Indeed, the strongest driver of people moving from basic to superfast broadband will be people wanting to access on-demand television. We see this is the case right now during the Olympics. Over the past weekend, the BBC iPlayer saw 1.7 million requests for the Olympics opening ceremony. If the content that people want is available online, people will want to access it. And having all broadcast content moved onto the internet will facilitate more control of that content by viewers. Moreover, it will facilitate more precise targeting by advertisers and brand owners, and experience creations that bring together TV, social and additional online content.

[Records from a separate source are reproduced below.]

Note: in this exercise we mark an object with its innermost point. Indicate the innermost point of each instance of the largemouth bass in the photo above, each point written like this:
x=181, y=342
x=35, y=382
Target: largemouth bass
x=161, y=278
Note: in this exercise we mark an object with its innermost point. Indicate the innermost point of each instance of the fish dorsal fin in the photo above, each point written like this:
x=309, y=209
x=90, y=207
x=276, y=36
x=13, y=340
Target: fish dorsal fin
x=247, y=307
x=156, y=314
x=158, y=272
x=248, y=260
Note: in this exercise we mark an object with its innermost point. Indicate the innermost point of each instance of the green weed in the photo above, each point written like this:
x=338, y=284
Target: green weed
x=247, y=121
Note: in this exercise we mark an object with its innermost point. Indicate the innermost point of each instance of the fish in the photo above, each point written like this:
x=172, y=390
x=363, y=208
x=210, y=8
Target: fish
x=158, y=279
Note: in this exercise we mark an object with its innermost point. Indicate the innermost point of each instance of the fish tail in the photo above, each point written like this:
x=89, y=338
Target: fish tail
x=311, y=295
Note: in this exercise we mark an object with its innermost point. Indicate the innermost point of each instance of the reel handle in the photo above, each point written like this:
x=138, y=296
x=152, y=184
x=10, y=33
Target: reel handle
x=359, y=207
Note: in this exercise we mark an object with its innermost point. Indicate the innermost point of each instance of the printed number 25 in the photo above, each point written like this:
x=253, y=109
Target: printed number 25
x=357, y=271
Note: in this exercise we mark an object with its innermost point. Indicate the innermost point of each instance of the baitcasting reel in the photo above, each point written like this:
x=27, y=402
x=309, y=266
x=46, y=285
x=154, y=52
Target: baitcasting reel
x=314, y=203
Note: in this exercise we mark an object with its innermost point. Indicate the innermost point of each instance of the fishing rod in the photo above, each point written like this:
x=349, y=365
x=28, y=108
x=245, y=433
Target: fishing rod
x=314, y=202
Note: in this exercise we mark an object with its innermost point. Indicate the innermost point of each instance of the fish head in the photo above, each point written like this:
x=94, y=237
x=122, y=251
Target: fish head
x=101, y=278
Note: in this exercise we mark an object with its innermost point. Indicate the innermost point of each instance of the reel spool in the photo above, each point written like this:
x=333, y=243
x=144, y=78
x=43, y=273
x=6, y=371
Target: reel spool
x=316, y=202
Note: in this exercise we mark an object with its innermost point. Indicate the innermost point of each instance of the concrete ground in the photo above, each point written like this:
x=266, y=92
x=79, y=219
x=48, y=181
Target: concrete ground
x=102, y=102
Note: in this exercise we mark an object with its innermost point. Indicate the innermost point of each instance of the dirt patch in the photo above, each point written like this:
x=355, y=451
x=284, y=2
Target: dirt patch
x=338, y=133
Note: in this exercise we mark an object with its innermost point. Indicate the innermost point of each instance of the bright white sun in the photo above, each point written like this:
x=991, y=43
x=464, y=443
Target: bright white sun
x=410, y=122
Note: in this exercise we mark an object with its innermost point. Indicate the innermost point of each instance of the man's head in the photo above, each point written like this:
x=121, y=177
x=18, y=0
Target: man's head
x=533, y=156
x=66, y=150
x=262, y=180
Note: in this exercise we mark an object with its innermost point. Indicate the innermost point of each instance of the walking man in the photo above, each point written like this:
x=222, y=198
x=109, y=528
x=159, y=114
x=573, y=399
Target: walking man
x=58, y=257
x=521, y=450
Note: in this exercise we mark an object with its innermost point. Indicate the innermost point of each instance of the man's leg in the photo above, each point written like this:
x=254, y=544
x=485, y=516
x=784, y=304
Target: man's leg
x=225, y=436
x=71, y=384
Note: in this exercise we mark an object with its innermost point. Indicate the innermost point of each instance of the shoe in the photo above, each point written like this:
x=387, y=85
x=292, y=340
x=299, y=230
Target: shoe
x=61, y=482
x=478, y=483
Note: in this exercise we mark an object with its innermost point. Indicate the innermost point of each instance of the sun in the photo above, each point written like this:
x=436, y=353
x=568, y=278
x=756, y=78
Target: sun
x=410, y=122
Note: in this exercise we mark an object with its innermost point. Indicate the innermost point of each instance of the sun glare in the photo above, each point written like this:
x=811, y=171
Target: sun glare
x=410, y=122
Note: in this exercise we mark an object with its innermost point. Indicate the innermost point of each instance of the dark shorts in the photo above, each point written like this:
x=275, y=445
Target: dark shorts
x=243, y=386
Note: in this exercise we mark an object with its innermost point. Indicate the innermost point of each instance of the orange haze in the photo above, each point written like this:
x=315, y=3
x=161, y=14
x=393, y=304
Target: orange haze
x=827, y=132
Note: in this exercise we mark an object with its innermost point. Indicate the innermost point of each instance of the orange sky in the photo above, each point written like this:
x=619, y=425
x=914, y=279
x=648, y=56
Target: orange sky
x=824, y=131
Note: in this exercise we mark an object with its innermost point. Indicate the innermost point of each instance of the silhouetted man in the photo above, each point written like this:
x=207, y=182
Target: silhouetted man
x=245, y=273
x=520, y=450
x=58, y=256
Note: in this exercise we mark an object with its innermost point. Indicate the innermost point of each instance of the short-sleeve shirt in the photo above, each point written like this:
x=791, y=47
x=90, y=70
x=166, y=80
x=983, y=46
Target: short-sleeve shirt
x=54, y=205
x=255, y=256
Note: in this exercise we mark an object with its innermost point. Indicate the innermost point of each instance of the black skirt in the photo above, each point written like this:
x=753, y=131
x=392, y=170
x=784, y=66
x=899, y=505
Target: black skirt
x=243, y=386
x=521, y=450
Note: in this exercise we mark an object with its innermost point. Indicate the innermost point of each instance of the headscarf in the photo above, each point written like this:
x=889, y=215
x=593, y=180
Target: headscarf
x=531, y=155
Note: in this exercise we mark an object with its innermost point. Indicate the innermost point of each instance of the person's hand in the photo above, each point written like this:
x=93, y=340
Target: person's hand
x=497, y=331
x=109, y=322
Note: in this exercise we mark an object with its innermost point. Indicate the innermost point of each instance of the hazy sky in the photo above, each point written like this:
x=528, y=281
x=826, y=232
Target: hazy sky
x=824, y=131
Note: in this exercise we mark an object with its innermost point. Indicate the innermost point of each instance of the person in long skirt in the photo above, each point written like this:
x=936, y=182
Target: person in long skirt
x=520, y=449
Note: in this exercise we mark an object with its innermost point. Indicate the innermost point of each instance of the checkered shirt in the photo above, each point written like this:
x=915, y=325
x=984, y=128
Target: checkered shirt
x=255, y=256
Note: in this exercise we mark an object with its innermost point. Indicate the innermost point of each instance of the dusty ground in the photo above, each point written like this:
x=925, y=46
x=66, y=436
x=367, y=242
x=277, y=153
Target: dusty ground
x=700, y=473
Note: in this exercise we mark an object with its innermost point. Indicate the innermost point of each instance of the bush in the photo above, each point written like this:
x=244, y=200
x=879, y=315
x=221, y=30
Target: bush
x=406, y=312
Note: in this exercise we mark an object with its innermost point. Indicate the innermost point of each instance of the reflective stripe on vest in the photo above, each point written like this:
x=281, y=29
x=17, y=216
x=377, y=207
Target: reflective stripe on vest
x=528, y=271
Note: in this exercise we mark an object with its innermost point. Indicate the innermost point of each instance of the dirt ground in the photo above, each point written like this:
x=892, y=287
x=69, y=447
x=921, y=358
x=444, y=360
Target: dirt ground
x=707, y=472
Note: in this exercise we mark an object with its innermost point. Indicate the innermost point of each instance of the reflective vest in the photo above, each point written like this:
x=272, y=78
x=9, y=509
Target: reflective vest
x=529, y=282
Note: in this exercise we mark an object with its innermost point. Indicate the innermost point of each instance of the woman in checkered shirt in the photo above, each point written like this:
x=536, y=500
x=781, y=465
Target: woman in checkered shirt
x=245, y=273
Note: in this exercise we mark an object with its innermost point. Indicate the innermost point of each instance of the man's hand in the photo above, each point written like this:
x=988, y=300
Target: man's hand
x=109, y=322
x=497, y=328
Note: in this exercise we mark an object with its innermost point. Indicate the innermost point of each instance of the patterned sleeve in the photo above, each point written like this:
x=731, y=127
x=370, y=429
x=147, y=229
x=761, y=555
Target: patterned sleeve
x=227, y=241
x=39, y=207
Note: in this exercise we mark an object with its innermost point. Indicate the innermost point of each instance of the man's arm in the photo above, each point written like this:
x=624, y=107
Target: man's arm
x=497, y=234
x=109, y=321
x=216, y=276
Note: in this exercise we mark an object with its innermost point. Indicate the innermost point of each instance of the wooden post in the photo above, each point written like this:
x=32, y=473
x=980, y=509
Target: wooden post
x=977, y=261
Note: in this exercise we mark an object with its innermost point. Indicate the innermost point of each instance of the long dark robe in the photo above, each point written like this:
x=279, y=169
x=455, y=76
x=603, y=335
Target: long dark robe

A caveat here is that this will need a much improved broadband network beyond the government’s target of having everyone able to get 2Mbps by 2015. The committee calls this target "flawed" and liable to widen the digital divide between those communities with fast internet access and those living in broadband blackspots.
Instead, the committee argues that the government should ensure that every home is eventually connected to the internet by fibre. Although BT has been rolling out fibre, with 11m homes now connected, the committee highlights that BT is only installing fibre to street cabinets, with old and weather-sensitive copper wires carrying the signal to the doorstep.
The committee’s recommendation about preparing for all television to be broadcast via the internet is especially pertinent given a growing number of households are just as likely to watch TV via a broadband connection as they are to watch it via an aerial or satellite dish. Recent figures from Ofcom show that the number of UK adults with home internet who catch up with TV via the internet at least once a week has climbed from 23% of all adults in 2008, to 37% in 2012. This is highest among 16-24s, 48% of whom do this.
The choice of on-demand entertainment is set to grow. Sky, BT, Virgin Media and, as of last week, TalkTalk all now retail internet TV services bundled with a broadband connection. Ofcom data shows that average total of VoD views per month to Virgin Media homes has nearly tripled in four years, climbing from 33m in 2008, to 90m in 2012.